Alors qu’elle rentrait chez elle après sa journée de travail, Martha s’étonna de ne pas avoir relevé le courrier depuis si longtemps.
Elle n’avait pas l’habitude de s’informer de ce que devenait le monde, y compris ses proches , de fait, il lui semblait juste de ne rien recevoir.
Elle se reconnaissait dans cette humanité moderne, à la pensée humanoïde plus qu’humaniste, qui veut l’amour sans se donner la peine de prendre soin de ceux qui en donnent déjà et dont la relation à l’Autre n’est jamais stable d’une seconde à l’autre même en pleine nuit.
Si l’amour était une science, s’interrogea-t’elle, pourrait-il être invariable et prédictif, de même que son évolution ?
Ici comme ailleurs, les relations s’entrelaçaient autour de l’ambiguïté comme la laine autour du rouet.
Il pouvait être agréable de se retrouver comme repoussant de se revoir, même pour les amants.
Le manque d’intérêt de Martha pour tout autre sujet que l’amour l’abrutissait et la rendait ignorante de ce qui pouvait se produire de notable.
Elle déplorait que les évènements ne deviennent des faits éminents que lorsqu’ils faisaient la une des journaux de la même manière qu’une simple carotte sortie de terre devenait un objet de convoitise une fois affublée d’un message aguicheur.
Toute capitale flamboyante avait droit de vie ou de mort sur une information avec une incroyable force gravitationnelle mais du même coup, tout cela pouvait devenir grotesque.

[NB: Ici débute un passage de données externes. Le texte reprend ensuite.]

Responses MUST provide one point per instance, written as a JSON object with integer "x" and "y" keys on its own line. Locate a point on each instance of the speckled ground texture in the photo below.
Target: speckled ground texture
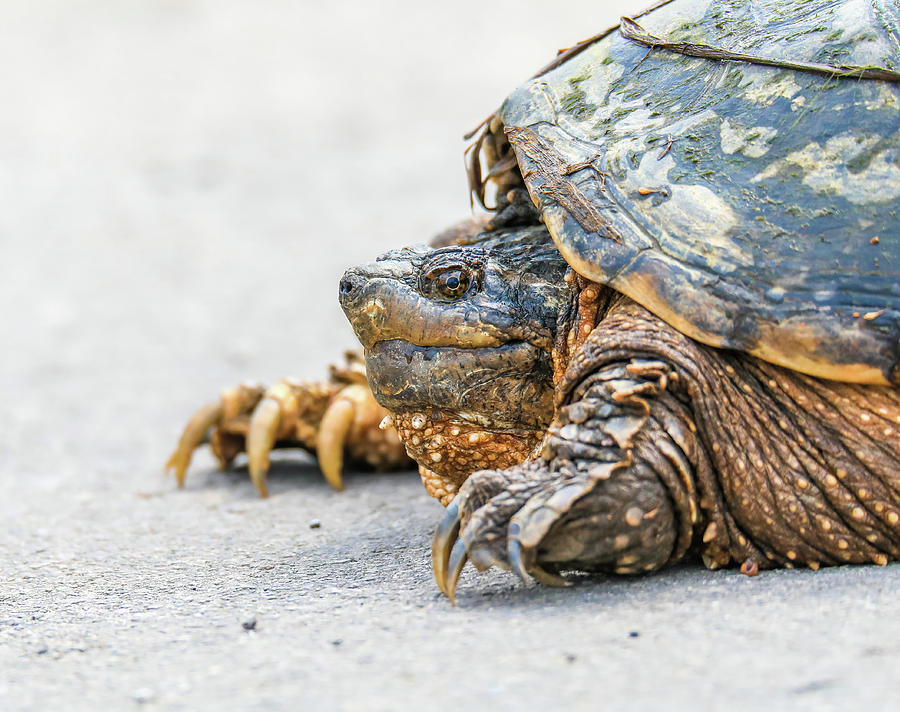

Un lieu ignoré des cartes, plongé dans le noir, pouvait sans rien y comprendre, se retrouver sous les feux des projecteurs.
C’était, au demeurant, la raison pour laquelle elle provoquait l’information à la manière d’un torero face à son rival et par conséquent, qu’elle passait à côté de la boite aux lettres en la toisant.
Aussi, cela était absurde car ne serait-ce que pour recevoir l’information, il aurait été nécessaire de s’abonner, or Martha n’avait jamais rien payé.
C’était finalement l’obstination d’une tendance joyeusement assumée.